C rotate bitfield (explanation needed)

Question

I want to rotate a byte 1 bit to the left. I was looking at several examples from this site and came across this code. Though it works, I'd appreciate any step by step into how does it works.

unsigned int _rotl(const unsigned int value, int shift) 
{
    if ((shift &= sizeof(value)*8 - 1) == 0)           //What does this do?
      return value;
    return (value << shift) | (value >> (sizeof(value)*8 - shift));
}

First of all, what does the first part does? And for the last part wouldn't shifting by that much you'd pretty much be erasing some of the bits?

For example:

Say

value= 0x50    //01010000
shift = 4

I'll have for

value << shift

01010000 << 4  =>   00000000

And for value >> (sizeof(value)*8 - shift)

01010000>> (4*8 - 4)   => 00000000

So doing the OR operation for both would give me 0. My understanding is wrong obviously, but I'd appreciate anyone 'dumbing' it down for a begginer like me. Thanks.

David · Accepted Answer

Let's take it step by step:

unsigned int _rotl(const unsigned int value, int shift) 
{
  if ((shift &= sizeof(value)*8 - 1) == 0)           //What does this do?
    return value;
  return (value << shift) | (value >> (sizeof(value)*8 - shift));
}

First line:

if ((shift &= sizeof(value)*8 - 1) == 0)           //What does this do?
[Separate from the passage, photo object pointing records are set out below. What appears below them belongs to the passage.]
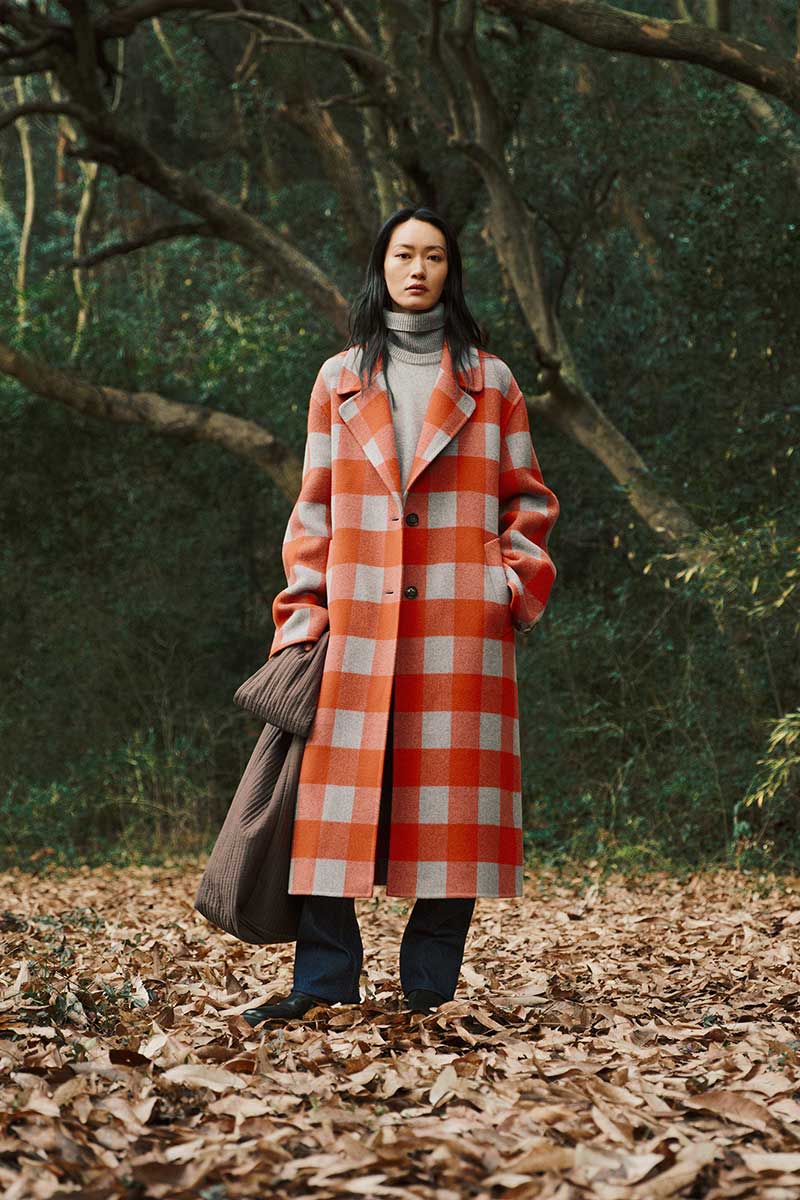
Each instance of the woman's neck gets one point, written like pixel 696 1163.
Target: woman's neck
pixel 413 334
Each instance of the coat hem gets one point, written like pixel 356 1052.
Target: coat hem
pixel 417 895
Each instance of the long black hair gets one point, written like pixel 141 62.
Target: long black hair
pixel 366 323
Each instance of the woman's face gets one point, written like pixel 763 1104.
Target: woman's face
pixel 415 257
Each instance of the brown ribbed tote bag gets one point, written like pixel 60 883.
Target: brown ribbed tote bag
pixel 244 888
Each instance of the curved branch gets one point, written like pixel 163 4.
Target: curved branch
pixel 40 106
pixel 168 418
pixel 161 233
pixel 617 29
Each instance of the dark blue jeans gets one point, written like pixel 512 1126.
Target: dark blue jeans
pixel 329 953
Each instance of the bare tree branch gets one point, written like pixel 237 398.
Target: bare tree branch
pixel 617 29
pixel 167 418
pixel 161 233
pixel 38 106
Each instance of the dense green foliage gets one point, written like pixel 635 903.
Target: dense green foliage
pixel 137 573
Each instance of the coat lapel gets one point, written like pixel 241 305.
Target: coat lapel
pixel 367 414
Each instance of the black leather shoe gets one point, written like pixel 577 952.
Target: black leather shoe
pixel 423 1001
pixel 296 1003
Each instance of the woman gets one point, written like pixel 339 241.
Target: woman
pixel 419 539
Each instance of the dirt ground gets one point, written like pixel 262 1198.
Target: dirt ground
pixel 608 1038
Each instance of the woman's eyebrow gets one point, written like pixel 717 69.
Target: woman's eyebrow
pixel 404 245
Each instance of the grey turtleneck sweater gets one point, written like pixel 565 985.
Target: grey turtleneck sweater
pixel 415 345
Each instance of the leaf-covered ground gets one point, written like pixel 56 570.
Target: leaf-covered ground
pixel 608 1039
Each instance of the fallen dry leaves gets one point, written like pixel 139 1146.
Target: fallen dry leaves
pixel 613 1039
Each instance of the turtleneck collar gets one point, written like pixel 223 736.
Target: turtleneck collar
pixel 416 336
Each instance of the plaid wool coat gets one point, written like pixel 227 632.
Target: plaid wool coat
pixel 423 588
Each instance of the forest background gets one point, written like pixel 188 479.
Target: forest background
pixel 187 198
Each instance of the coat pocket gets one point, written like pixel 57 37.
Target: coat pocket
pixel 495 570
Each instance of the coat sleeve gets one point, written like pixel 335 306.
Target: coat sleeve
pixel 528 513
pixel 300 610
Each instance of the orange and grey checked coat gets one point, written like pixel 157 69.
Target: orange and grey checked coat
pixel 422 587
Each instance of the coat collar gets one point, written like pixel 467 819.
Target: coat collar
pixel 367 414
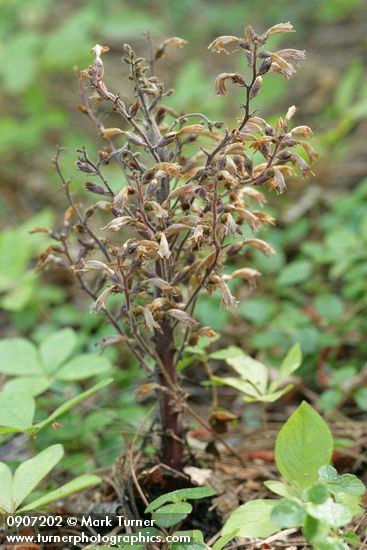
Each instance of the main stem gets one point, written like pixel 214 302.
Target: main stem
pixel 172 446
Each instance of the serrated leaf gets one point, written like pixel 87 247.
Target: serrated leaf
pixel 83 366
pixel 30 473
pixel 18 356
pixel 171 514
pixel 252 519
pixel 180 495
pixel 291 362
pixel 302 446
pixel 57 348
pixel 78 484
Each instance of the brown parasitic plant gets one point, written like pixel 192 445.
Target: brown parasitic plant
pixel 188 201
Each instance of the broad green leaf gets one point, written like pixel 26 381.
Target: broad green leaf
pixel 317 494
pixel 288 513
pixel 330 398
pixel 30 473
pixel 222 541
pixel 315 530
pixel 346 483
pixel 302 446
pixel 291 362
pixel 72 403
pixel 197 541
pixel 171 514
pixel 6 483
pixel 360 397
pixel 280 488
pixel 83 366
pixel 332 513
pixel 19 356
pixel 34 385
pixel 78 484
pixel 352 502
pixel 193 493
pixel 270 397
pixel 57 348
pixel 251 370
pixel 252 519
pixel 16 410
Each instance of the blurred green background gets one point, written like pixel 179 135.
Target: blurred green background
pixel 313 291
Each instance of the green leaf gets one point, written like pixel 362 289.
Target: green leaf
pixel 72 403
pixel 19 356
pixel 57 348
pixel 6 482
pixel 317 494
pixel 270 397
pixel 288 513
pixel 33 385
pixel 171 514
pixel 78 484
pixel 224 354
pixel 330 398
pixel 315 530
pixel 302 446
pixel 197 541
pixel 83 366
pixel 30 473
pixel 193 493
pixel 16 410
pixel 252 519
pixel 250 370
pixel 291 362
pixel 346 483
pixel 332 513
pixel 330 307
pixel 280 488
pixel 238 384
pixel 351 538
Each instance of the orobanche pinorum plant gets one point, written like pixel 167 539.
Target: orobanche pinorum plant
pixel 188 201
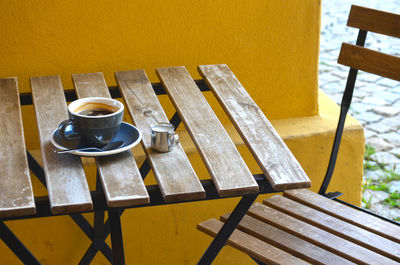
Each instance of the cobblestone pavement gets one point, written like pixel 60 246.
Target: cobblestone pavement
pixel 376 102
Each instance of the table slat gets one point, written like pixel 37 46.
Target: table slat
pixel 317 236
pixel 121 180
pixel 173 171
pixel 16 194
pixel 272 155
pixel 66 182
pixel 227 168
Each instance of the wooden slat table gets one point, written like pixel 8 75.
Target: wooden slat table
pixel 121 179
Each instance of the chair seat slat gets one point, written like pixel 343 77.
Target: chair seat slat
pixel 336 226
pixel 345 213
pixel 251 245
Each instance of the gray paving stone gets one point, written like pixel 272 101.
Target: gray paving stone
pixel 368 133
pixel 360 107
pixel 386 211
pixel 379 127
pixel 366 77
pixel 386 158
pixel 388 82
pixel 395 151
pixel 393 137
pixel 375 101
pixel 387 111
pixel 379 144
pixel 393 122
pixel 368 117
pixel 394 186
pixel 371 90
pixel 374 196
pixel 386 95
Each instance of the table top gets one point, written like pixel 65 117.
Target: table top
pixel 120 177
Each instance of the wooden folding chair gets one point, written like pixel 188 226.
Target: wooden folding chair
pixel 302 226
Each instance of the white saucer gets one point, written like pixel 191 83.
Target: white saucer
pixel 127 133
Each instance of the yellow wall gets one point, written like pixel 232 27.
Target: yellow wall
pixel 272 47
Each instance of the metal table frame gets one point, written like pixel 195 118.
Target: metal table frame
pixel 101 229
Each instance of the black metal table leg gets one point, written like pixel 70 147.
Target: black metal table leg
pixel 227 229
pixel 16 246
pixel 117 244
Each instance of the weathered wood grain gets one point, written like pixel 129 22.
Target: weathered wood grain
pixel 173 171
pixel 317 236
pixel 16 194
pixel 370 61
pixel 250 245
pixel 345 213
pixel 287 242
pixel 121 180
pixel 66 183
pixel 271 153
pixel 227 168
pixel 374 20
pixel 336 226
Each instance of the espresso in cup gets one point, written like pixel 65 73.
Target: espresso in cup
pixel 96 109
pixel 94 120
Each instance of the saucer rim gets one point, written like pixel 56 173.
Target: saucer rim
pixel 100 153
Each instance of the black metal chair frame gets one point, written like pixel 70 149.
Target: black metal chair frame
pixel 101 229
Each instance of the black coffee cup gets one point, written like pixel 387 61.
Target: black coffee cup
pixel 94 120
This statement is an optimization and a check rolled into one line. It returns TRUE if one of two conditions is met:

Shift is zero (i.e. don't rotate any bits)
The number of rotations specified by shift would have no effect

That statement returns FALSE otherwise, but also calculates the minimum number of rotations necessary to achieve the desired result, and stores that value in shift. In other words, it calculates shift = shift % size_of_integer_data_type.
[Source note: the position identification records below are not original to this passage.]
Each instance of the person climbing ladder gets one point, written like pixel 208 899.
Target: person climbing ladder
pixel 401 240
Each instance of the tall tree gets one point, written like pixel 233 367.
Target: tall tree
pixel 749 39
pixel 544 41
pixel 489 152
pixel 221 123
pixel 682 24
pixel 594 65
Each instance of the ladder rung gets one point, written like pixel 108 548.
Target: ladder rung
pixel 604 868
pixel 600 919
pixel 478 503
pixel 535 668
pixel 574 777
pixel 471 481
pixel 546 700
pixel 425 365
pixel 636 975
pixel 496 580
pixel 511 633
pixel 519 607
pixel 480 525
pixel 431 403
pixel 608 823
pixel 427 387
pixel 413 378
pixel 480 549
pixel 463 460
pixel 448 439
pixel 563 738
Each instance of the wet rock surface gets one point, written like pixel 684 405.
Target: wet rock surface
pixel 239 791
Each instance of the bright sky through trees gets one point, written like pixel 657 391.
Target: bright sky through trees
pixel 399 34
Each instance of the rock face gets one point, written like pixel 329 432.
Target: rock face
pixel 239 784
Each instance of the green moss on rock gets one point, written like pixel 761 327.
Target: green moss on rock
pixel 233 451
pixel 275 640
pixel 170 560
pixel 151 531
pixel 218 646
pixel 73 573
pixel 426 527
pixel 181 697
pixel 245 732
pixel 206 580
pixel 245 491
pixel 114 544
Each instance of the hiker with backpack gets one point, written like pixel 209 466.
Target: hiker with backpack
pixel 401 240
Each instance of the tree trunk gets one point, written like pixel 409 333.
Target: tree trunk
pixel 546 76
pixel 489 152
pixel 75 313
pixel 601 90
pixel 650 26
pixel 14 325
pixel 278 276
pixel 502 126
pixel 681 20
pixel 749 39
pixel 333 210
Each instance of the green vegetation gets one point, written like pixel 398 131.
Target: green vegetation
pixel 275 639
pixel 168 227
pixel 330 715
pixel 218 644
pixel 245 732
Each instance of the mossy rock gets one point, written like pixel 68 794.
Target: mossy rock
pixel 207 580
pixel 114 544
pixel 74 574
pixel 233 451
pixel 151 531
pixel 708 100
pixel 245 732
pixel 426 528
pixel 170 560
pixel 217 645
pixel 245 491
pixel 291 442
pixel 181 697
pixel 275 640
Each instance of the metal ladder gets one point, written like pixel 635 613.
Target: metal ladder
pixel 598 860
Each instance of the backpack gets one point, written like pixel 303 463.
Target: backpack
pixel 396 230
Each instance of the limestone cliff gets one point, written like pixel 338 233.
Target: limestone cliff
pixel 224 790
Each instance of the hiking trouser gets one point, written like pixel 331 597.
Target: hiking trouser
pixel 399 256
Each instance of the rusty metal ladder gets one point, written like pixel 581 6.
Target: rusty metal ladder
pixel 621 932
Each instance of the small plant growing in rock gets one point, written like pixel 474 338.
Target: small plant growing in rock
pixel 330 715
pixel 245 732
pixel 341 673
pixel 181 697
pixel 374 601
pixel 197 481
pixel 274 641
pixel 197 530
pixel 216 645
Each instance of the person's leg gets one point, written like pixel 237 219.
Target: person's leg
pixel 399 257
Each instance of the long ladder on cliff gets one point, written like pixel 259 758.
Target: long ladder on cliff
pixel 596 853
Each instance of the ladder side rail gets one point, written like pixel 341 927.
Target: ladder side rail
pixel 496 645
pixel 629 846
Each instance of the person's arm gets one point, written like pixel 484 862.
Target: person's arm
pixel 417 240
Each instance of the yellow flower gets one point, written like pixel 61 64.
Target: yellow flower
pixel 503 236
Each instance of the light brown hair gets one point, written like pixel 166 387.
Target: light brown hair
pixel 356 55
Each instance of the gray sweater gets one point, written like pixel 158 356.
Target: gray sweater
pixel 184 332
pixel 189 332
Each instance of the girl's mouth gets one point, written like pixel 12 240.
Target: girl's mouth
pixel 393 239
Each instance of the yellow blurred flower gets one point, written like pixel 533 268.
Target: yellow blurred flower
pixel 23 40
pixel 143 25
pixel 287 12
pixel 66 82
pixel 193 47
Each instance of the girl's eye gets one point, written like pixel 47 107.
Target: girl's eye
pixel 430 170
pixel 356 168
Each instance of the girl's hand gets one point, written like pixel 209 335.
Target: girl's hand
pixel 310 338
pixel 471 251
For example, if you have a 32-bit integer, then rotating it by 32 bits does nothing. If you rotate it by 64, 96, or any other multiple of 32, that also accomplishes nothing. If the effect of our rotation does nothing then we save ourselves a lot of time and just quit early.

However, we might also specify a lot more work than is necessary. If you have a 32-bit integer, then rotating it by one bit has the same effect as rotating it by 33 bits, or by 65 bits, or 97 bits, etc. This code recognizes this fact, so if you specify shift as 97, it reassigns shift=1 and cuts out the extraneous rotations.
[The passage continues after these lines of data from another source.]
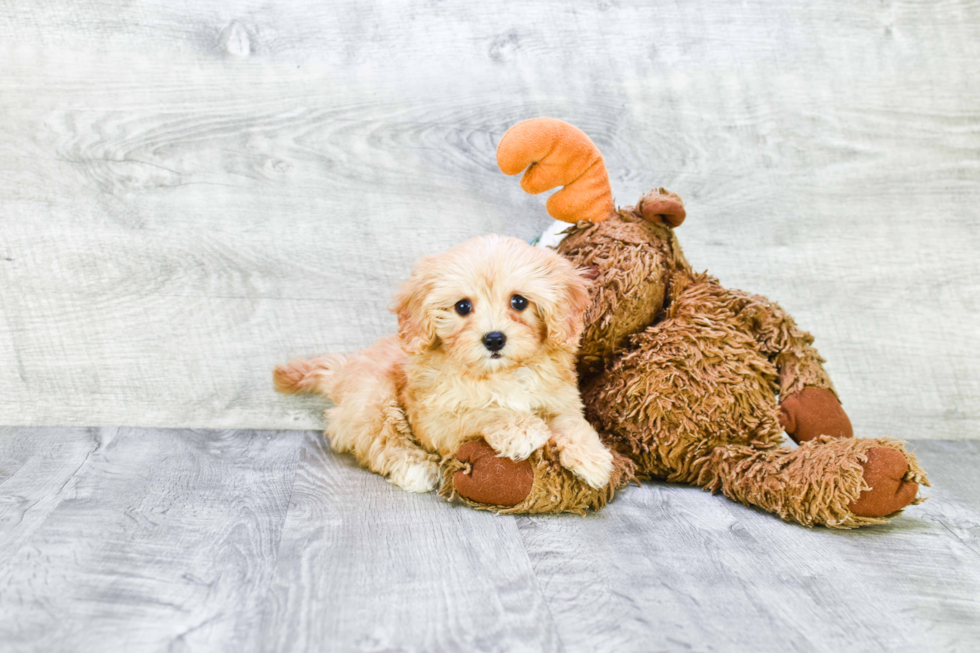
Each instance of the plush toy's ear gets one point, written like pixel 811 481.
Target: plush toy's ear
pixel 553 153
pixel 662 206
pixel 416 331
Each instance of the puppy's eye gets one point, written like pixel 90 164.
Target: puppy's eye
pixel 463 307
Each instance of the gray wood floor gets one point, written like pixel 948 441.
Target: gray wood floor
pixel 135 539
pixel 192 191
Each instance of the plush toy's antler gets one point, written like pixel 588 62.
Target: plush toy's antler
pixel 555 153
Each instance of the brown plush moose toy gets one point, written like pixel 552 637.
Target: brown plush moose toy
pixel 685 380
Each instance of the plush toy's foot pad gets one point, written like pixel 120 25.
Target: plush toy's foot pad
pixel 491 479
pixel 884 472
pixel 813 412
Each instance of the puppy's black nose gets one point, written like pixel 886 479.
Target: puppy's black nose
pixel 494 341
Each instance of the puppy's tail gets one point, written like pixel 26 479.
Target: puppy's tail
pixel 313 375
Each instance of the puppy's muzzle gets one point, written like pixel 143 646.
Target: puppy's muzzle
pixel 494 341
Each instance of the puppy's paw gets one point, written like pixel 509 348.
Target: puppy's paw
pixel 520 439
pixel 591 462
pixel 416 476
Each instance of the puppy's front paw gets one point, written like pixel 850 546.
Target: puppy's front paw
pixel 519 440
pixel 590 462
pixel 416 476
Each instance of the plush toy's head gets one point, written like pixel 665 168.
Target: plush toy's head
pixel 631 252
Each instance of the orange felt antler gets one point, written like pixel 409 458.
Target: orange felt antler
pixel 556 153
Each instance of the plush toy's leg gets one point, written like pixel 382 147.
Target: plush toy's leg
pixel 840 483
pixel 482 479
pixel 809 407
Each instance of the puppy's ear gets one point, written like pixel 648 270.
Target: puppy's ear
pixel 564 319
pixel 416 330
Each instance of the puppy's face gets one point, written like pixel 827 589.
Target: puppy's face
pixel 492 303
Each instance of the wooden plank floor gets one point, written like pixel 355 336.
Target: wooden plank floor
pixel 193 191
pixel 137 539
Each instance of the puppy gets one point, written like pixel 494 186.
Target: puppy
pixel 486 344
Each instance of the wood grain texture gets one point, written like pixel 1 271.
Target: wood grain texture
pixel 159 540
pixel 674 568
pixel 365 565
pixel 166 540
pixel 192 192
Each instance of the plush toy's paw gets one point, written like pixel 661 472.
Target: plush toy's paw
pixel 813 412
pixel 491 479
pixel 884 472
pixel 519 439
pixel 416 476
pixel 592 463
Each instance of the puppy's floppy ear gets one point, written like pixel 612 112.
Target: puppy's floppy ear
pixel 564 319
pixel 416 330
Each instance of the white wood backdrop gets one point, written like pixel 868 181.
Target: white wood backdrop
pixel 192 191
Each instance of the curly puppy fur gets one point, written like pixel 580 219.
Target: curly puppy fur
pixel 407 401
pixel 684 378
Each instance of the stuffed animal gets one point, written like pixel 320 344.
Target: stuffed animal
pixel 685 380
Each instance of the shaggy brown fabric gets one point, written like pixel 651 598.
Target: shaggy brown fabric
pixel 681 378
pixel 812 412
pixel 814 484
The statement sizeof(value)*8 - 1 returns one less than the number of bits in the representation of value. For example, if sizeof(value) evaluates to 4 (which it will on a system with 32-bit integers), then 4*8 - 1 = 31.

The &= operator is a bitwise-AND with assignment. This means we're doing a bitwise-AND between shift and sizeof(value)*8 - 1 and assigning that result to shift. As before, the right hand side of that expression is equal to the number of bits in value minus one. Thus, this has the effect of masking out all bits of shift that are greater than the size of the representation of value, which in turn has the effect of computing shift = shift % size_of_integer_data_type.

To be concrete, reconsider the 32-bit case. As before, sizeof(value)*8-1 evaluates to 31. Bitwise, this value is 0000 0000 0000 0000 0000 0000 0001 1111. That value is bitwise-ANDed with shift. Any bits in shift's 6th to 32nd positions are set to zero, while the bits in the 1st to 5th positions are unchanged. If you were to specify 97 rotations the result would be one.

  0000 0000 0000 0000 0000 0000 0110 0001 (97)
& 0000 0000 0000 0000 0000 0000 0001 1111 (31)
=========================================
  0000 0000 0000 0000 0000 0000 0000 0001 (1)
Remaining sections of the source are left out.